I want to follow up with these questions: To what extent might evangelicals play a role in confronting these issues? Does the theology undergirding evangelical churches, on the whole, lend itself to such involvement? The answer is far from simplistic. Given the convincing nature of Kirschenmann’s paper (and he is not alone), the answer, normatively speaking, must be yes. Surely evangelical faith communities should contribute to the pressing issues raised. But will they? And what would be the motive if they do? Speaking out of the Baptist evangelical church, I can say that no faith community should be more concerned by a looming food crisis. Tell a group of Baptists (especially Southern ones) that the pot-luck supper could become a relic of the past, and they will sound the alarm and galvanize. No eschatological symbol has greater connectedness to Baptist theology than the table fellowship. When it comes to an eschatology of food, Baptists prefer the “already,” to the “not yet.” Joking aside, evangelicals should be contributing to a solution because (1) it is within their history to do so, (2) it is a crucial component of the Gospel and of Gospel-witness to do so, and (3) everybody eats.

Evangelicals have within our history a tradition of being “first respondents” to social crises and ethical and economic problems.
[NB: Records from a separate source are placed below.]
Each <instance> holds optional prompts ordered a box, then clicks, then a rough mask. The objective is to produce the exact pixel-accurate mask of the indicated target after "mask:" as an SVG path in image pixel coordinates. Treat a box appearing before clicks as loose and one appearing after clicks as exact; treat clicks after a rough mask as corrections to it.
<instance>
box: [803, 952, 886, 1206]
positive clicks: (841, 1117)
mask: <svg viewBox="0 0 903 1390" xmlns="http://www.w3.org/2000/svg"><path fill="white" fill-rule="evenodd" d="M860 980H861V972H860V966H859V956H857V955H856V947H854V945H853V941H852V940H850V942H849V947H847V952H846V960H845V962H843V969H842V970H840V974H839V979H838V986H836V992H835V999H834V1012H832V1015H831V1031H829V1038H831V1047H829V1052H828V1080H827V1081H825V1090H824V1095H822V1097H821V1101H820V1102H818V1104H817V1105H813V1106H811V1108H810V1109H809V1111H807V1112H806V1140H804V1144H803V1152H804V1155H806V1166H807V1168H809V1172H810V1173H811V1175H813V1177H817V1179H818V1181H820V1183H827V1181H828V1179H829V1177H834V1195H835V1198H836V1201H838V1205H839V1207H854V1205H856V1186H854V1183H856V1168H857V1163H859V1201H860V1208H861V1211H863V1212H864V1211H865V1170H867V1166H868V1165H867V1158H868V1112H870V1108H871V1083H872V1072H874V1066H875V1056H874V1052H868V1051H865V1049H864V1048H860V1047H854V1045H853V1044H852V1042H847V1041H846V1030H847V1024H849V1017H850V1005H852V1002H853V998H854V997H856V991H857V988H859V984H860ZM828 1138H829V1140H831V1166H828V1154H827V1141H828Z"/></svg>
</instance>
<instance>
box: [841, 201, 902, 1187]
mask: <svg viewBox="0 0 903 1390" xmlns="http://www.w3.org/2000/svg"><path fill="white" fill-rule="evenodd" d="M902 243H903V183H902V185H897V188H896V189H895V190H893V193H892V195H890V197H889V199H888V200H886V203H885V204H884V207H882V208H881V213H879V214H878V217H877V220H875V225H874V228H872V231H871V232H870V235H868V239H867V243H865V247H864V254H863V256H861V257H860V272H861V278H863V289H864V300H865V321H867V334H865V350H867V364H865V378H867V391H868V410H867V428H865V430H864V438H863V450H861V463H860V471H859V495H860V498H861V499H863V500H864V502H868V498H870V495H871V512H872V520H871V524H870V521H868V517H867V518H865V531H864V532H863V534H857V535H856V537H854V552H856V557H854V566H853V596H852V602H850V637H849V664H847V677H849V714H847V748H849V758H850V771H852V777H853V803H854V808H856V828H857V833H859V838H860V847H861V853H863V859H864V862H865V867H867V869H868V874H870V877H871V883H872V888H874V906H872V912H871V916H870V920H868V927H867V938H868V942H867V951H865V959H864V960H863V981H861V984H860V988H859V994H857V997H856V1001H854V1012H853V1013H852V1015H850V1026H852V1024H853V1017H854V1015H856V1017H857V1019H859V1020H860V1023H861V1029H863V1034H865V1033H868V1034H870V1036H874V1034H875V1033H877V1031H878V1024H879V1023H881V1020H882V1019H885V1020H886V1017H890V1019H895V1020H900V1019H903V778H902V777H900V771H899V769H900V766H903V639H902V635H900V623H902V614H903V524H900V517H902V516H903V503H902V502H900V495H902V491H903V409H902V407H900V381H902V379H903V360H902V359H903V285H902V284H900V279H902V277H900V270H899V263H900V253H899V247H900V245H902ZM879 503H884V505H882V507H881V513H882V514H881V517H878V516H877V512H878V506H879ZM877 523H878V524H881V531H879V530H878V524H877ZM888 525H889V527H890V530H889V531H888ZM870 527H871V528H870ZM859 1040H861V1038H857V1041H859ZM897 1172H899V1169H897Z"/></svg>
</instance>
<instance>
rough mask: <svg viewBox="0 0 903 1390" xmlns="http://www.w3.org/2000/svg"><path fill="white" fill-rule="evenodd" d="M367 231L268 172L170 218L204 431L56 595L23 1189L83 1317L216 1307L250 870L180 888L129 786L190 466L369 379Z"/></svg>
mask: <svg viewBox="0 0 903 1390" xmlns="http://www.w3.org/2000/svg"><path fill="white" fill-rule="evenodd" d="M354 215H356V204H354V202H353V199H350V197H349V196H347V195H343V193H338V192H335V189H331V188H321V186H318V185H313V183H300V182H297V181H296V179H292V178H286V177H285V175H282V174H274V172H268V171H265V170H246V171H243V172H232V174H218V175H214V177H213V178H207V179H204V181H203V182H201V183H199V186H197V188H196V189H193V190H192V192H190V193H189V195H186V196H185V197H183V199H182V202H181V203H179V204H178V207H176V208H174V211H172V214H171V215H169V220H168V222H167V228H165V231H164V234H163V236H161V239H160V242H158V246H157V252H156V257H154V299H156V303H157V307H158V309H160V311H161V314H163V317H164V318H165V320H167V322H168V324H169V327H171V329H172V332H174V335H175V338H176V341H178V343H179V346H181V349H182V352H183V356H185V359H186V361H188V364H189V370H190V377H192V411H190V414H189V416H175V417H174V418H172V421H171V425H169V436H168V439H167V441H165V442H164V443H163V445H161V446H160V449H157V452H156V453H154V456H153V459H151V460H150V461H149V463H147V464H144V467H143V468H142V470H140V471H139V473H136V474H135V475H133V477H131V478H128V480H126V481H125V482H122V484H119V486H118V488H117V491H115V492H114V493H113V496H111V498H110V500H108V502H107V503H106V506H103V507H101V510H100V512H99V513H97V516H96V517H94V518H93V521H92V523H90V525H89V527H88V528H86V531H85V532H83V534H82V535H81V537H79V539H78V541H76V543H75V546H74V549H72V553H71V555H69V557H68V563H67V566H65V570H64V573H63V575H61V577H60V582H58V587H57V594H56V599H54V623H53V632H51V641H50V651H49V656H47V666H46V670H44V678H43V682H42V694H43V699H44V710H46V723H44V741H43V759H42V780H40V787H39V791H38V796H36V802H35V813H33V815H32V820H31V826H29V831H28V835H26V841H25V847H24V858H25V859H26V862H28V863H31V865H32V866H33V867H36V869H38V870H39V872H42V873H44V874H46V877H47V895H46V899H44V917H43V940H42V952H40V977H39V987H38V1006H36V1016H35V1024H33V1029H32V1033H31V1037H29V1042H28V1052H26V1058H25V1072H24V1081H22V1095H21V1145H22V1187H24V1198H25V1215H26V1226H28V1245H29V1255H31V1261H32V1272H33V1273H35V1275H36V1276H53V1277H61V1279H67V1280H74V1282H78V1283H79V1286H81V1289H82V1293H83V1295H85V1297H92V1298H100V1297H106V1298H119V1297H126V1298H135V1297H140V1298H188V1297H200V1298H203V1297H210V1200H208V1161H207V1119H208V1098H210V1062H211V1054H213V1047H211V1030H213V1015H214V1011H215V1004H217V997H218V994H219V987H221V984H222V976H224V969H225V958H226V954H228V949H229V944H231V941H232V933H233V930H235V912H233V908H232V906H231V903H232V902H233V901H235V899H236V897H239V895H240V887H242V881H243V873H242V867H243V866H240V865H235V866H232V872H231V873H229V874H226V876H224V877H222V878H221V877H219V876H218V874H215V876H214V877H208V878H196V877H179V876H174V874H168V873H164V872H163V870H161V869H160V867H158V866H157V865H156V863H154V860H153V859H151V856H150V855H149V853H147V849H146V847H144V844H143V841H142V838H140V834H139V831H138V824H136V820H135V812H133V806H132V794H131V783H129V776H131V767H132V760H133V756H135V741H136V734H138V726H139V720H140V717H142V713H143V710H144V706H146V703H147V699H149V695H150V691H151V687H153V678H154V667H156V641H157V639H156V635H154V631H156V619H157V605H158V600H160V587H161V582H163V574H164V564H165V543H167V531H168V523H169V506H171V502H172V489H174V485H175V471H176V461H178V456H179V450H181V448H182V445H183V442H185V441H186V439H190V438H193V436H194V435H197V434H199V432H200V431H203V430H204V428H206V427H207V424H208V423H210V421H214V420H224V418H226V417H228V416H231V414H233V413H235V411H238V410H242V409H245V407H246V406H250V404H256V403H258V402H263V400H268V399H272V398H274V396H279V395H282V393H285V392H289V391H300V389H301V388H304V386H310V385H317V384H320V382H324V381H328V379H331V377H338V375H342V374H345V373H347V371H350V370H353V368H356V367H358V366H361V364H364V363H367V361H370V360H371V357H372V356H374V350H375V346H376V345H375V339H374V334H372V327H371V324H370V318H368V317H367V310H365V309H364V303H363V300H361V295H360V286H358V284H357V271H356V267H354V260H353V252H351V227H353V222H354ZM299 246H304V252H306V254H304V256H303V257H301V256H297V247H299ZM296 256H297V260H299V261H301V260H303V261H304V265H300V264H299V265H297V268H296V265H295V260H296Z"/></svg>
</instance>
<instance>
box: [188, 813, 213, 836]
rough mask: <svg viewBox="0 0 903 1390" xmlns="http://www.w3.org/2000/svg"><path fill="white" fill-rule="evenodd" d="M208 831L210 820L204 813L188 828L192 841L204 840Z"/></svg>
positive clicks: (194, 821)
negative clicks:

Bethel Seminary, for example, has a historic link to Scandinavian Pietism. Pietist movements emerged as a reaction to a dry, intellectual, and socially-irrelevant Orthodoxy Whereas some traditions of Orthodoxy focused on a Pauline doctrine of justification by faith alone, the Pietists sought to recover James’ emphasis that true, regenerate faith always results in works; these works would naturally be demonstrable by engaging important social crises and issues and attempting to effect positive change. These two trajectories can be seen in present day evangelicalism: the Reformation emphasis on justifying faith and the Pietist emphasis on faithful and active justification (with consequent engagement in social issues).

The tensions between these two trajectories are sometimes palpable. Twentieth-century neo-evangelicalism objected strongly to the social-gospel movement (viewing it as a loss of the true Gospel). As a result, much of twentieth-century evangelicalism relinquished the social justice component of faith. We have seen, for the past decade or so, another correction within the evangelical movement as pockets of Pietistic, socially-concerned evangelicals (sometimes called “younger evangelicals”) are contributing to social issues with vigor, not as un-critical devotees of a particular political wing, but as concerned Christians dedicated to the implications of their faith for the good of the world. Many evangelicals, like myself, read Ron Sider’s Rich Christians in an Age of Hunger during their college years, and continue to pay attention to Jim Wallis and to younger, socially-engaged activists like Shane Claiborne. Even “mega-church” pastor Rick Warren has become prominently involved in social justice issues. Incidentally, I’ve found it interesting that Russell Moore, who occupies a prominent place on the more conservative side of evangelicalism, has particular fondness for Wendell Berry’s work. It makes sense that more than any other social issue, sustainable agriculture and food supply cuts across ideological lines. We all need to eat. The prominent question, though, is: If the economic and consumptive disparity continues between the haves and the have-nots, will the wealthier of the world sustain a prophetic concern for those who, in developing world countries, may increasingly find it impossible to eat.

Secondly, evangelicals should be contributors to the issue because of the implications of the Gospel. The Gospel is the story of Jesus Christ with all its redemptive significance. To participate in the proclamation of the Gospel is to recognize that Jesus cares about all dimensions of life; there is no more central dimension to life than food. Jesus used food imagery to describe himself: the “bread of life,” the “living water,” the sustenance that will never fade, abundant life. Securing quality of life and equality of opportunity for quality of life requires a holistic approach to the Gospel and to Gospel witness. The Gospel means good news. But Good news for whom? A holistic agrarian approach to life and to social involvement, including deep concern for the other (even those others we will never see), is integral to the meaning of the Gospel and to the effectiveness of its message.

In conclusion, there is great hope for Evangelicals to be involved in this issue. Our historical trajectory and our emphasis on the Good news of Christ—with its implications for life—suggests this to be true. But evangelicals will not really get active in these questions until they can feel the import of them. The message that we are misusing our natural resources, squandering the gift of our earth’s natural processes, diminishing the quality of life of our workers and our famers, and relegating authority over our food quality, food choices, and agriculture to an elite few corporations and policy-makers, must get out.

Eating is an agricultural act (Berry). But eating is also a spiritual act and even, we might say, an eschatological act. Let us not squander away the sacrament of the fullness of Christ’s table, but cultivate it, embrace it, and secure its good future for our friends, global neighbors and posterity.